- rworange Apr 14, 2011 10:20 AM
Has anyone seen or tried them?
There seem be different varieties.
According to this site, Cream of Saskatchewan are "very sweet and crisp and flavorful"
However the Citron watermelon is "is not your typical watermelon. The white solid flesh is inedible raw. It has been grown to make preserves and sweetmeats that are added to fruitcakes, cookies, and puddings. The best ones can be stored for up to a year. A variety that was widely grown on 1930's and 1940's"
Both those are green outside. In Costa Rica I saw some with a creamy white skin. Don't have a clue what the inside is like. Photo below.

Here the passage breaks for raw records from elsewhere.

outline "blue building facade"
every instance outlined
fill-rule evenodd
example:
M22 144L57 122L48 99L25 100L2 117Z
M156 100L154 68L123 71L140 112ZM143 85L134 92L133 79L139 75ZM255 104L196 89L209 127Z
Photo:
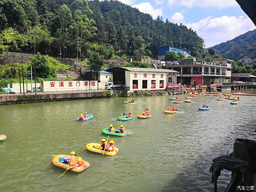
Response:
M191 55L191 51L189 50L182 49L180 48L174 47L171 47L168 45L164 45L158 48L158 53L157 56L158 59L160 60L164 59L165 53L167 51L173 51L176 53L182 53L186 57Z

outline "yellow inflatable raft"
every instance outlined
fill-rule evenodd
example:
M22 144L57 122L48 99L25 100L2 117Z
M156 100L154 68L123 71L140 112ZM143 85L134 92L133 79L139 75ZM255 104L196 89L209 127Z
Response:
M177 111L168 111L168 110L165 110L165 113L166 113L167 114L172 114L173 113L178 113L178 112Z
M104 155L114 155L118 152L119 150L118 148L115 147L115 150L113 151L104 151L103 150L101 150L100 149L95 149L93 146L94 147L100 147L101 144L99 143L88 143L86 146L85 148L88 151L92 153L100 153L103 154L104 153Z
M61 157L69 156L69 155L58 155L56 156ZM65 170L69 167L69 165L60 162L59 159L59 157L54 157L52 158L52 164L53 166ZM75 168L74 168L73 166L71 166L68 170L74 173L80 173L90 167L90 163L87 161L84 160L82 160L82 162L83 165L81 166L76 167Z

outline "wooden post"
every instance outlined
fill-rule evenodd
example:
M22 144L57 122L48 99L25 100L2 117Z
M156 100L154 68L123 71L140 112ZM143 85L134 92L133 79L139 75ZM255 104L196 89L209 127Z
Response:
M37 76L35 75L35 67L34 67L35 71L35 94L37 94Z
M256 170L256 142L248 139L237 139L234 143L233 157L247 161L251 169L244 175L243 186L252 186L253 171ZM232 177L235 173L232 173Z
M23 83L23 94L25 95L25 90L24 89L24 72L23 70L23 65L22 66L22 83Z
M19 90L20 91L20 94L21 94L21 80L20 80L20 70L19 66Z

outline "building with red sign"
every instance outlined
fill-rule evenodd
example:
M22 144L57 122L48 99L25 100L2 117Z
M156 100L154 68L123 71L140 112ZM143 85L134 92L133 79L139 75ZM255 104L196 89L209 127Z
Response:
M114 84L125 85L130 91L165 89L169 78L176 82L178 73L167 69L119 67L106 71L113 74Z
M197 62L195 58L187 58L181 59L178 63L166 63L162 68L178 71L177 83L209 85L230 82L233 61L226 59L213 62Z

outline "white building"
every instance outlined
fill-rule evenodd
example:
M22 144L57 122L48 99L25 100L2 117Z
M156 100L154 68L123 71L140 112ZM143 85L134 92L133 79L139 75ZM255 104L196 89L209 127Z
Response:
M165 89L167 77L171 76L176 82L178 72L170 69L124 67L113 67L106 71L113 73L114 84L125 85L128 91Z

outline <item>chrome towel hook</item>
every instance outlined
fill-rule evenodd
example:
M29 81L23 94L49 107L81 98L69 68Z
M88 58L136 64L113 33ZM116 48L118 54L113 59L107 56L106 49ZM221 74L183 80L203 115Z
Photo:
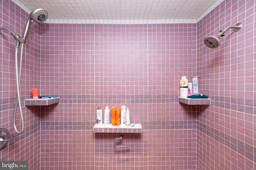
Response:
M129 148L130 147L130 145L125 146L123 147L118 147L117 146L117 141L122 141L123 140L123 135L122 134L120 134L119 135L119 137L117 137L115 138L115 146L116 146L116 148Z

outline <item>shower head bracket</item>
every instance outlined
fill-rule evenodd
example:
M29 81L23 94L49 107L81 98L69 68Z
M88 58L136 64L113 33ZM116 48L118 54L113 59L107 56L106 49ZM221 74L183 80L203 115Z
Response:
M240 22L238 22L238 23L236 23L236 25L235 25L235 27L237 26L237 27L236 27L236 28L234 28L234 32L236 32L239 31L241 29L241 28L242 27L242 24Z
M0 150L7 144L9 138L9 131L5 128L0 128Z

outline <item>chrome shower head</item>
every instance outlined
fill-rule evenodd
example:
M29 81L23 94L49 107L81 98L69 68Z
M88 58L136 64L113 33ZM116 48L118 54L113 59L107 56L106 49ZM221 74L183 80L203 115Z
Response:
M42 8L36 8L29 15L29 19L26 24L23 31L23 41L22 43L26 43L26 41L29 33L31 24L33 21L42 23L45 21L48 18L48 13Z
M212 48L217 48L220 44L220 37L218 34L213 36L208 36L204 39L204 44L206 46Z
M230 26L226 29L220 31L218 34L213 36L208 36L204 39L204 44L206 46L210 48L215 48L218 47L220 44L220 38L224 35L224 33L228 29L230 28L234 28L234 31L236 32L240 29L242 27L242 23L238 22L234 25Z
M33 21L41 23L44 22L48 18L48 13L42 8L36 8L30 13L29 17Z

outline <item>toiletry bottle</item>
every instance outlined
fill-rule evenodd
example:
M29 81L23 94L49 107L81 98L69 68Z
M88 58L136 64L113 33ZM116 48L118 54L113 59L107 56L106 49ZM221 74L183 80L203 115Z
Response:
M127 107L126 109L126 116L125 118L125 125L126 126L130 126L130 112L129 111L129 108Z
M186 76L182 76L180 80L180 97L186 98L188 94L188 79Z
M102 110L100 106L98 107L98 109L96 111L97 114L97 121L96 123L97 125L102 124Z
M120 125L120 107L116 107L116 125Z
M192 90L192 83L188 83L188 95L192 94L192 93L193 93Z
M197 76L192 77L193 93L198 93L198 78Z
M109 125L110 112L108 106L106 106L106 109L104 110L104 125Z
M112 116L112 125L116 125L116 107L111 107L111 114Z
M121 107L121 125L124 125L125 121L125 117L126 115L126 107L125 106L122 106Z

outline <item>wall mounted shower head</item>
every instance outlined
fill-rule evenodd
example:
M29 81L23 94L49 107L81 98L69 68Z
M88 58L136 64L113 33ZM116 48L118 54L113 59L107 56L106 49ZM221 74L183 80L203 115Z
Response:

I was prepared to forget about white watermelons until buying a normal melon in Guatemala yesterday. The guy I was with asked if I ever had a white watermelon. It seems someone grows them locally ... for export only ... otherwise I would have rushed down to give it a try myself.
Forget about citron melons unless you are big into candying. You can still get them from some of the old heirloom seed companies though. Basically they were used as follows, if you chop the flesh up and candy it or preserve it in syrup (possibly adding a little lemon peel) you can get a sort of "mock" verision of candied citron (actually the peel of a kind of citrus) for use in many bakes goods (Pannetone, Cannoli and Fruitcake are three that come to mind easily). A lot of the ones are the market are french, and usually have names that begin with "a confiture a graines" (something along the lines of "the confit maker with the ------seeds) the two most common seeds are rouge (red) or vert (green). There are also a few non-watermelon squashes used for similar purposes such as Pastela (a ficifolia squash used in the same manner in S. america, where citron melons don't like the climate) and Zucca/Sheepnose Melon, a kind of bottle gourd that at one time was used to make fake citron on an industrial scale (those bottles gan get well over 100lbs)
As for "real" white watermelons, it varies a bit. A lot of white fleshed watermelons are a bit low on the brix (the measure of thier sugars i.e. how sweet they taste). I grew two white types one yeat (C.S. white flesh and White Wonder, I recall) and while the resutlant fruits were certinly refereshing, they really tasted more like something I would put in a salad than serve for dessert, though when I juiced them, the resulting juice tasted like watermelon. Cream of Saskathewan is ok, but also a little balnd If you are willing to bite the bullet and try and grow them (probably the only way you experiance them, unless you live near a VERY big farmers market.) the white with the highest brix (and thefore the sweetest flesh) on the market I know of is probably a type called Japanese Cream Fleshed Sukiya. Baker Creek (www.rareseeds.com) has seeds for it, usually. There is also one called White Sugar Lump, but I haven't tested that one yet.